With the campaign for the next General Election in full swing, Belgian company Ontroerend Goed bring their Edinburgh hit to the Tooley Street venue

Winston Churchill nailed it: "Democracy is the worst form of government, except for all those other forms that have been tried from time to time." Don’t we just know it in 2015? On a night when the incumbent Prime Minister opted out of a public election debate – the gall of that, ladies and gentlemen – Belgian experimentalists Ontroerend Goed showed democracy for the manipulative and manipulable sham it is.

Fight Night was first seen in Edinburgh two years ago. It gives audience members a voting device and puts five actors through an onstage election that sits somewhere between a parliamentary process and a television talent show. It feels a lot more pointed now – after two more years of coalition government, with four more parties vying for some sort of power and a two-party system that just doesn’t work. Chuck in big business, bacon butties and Russell Brand and Fight Night looks like its punching down.

The show nibbles away at democracy. It takes a bite out of it here, then another bite there. Our first vote is on first impressions: five outfits, five bodies, five faces – eyes closed. I can’t have been the only one voting on attraction alone – but suddenly there’s an underdog, who, positioning himself as such in a pleading speech, soars up the rankings in the next round. There are regular evictions, with losers leaving the stage and the process.

Along the way, there are coalition talks that directly defy our decisions and candidates that retire from the race. Our host – a slick-suited smooth-talker – has a huge amount of sway: choosing who gets the mic, what questions they answer, and how they’re introduced. At one point, he steps into the fray as a candidate himself. (Note to Paxman, the electorate did not like that…) The whole process is fickle and superficial: a candidate trots out an all-out racist statement one round, only to say something perfectly reasonable and so storm the next.

Behind that, though, is a mistrust of a massive fundamental: that majority opinion rules supreme. "We’re the smallest group," one candidate speechifies, "but does that make us less important?" Time and again, the smallest groups outweigh the largest. It all comes down to how you cut it.

Fight Night makes its point and it makes it well. It’s a sustained, reasoned case, but it’s hardly thrilling theatre. It’s too forensic for that, too all-on-the-surface. Half-way through it starts to bare its teeth, testing us with unpalatable truths, only to return to an anodyne smile. All the while, it’s caught between playing the game it sets up for real and sticking to a script to ensure its point lands.

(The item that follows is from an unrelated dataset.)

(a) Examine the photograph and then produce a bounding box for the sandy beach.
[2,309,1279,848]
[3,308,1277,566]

What happens, though, when you buck the broken system? There’s a rally, late on, for a Brand-style protest – to hand in our devices – then a call to occupy the stage, and, for a moment, there’s the possibility of something else, of derailing the event to find our own ending. To Winston Churchill we might reply: What about all those forms of government we’ve not yet tried?

Fight Night runs at the Unicorn Theatre until 3rd May.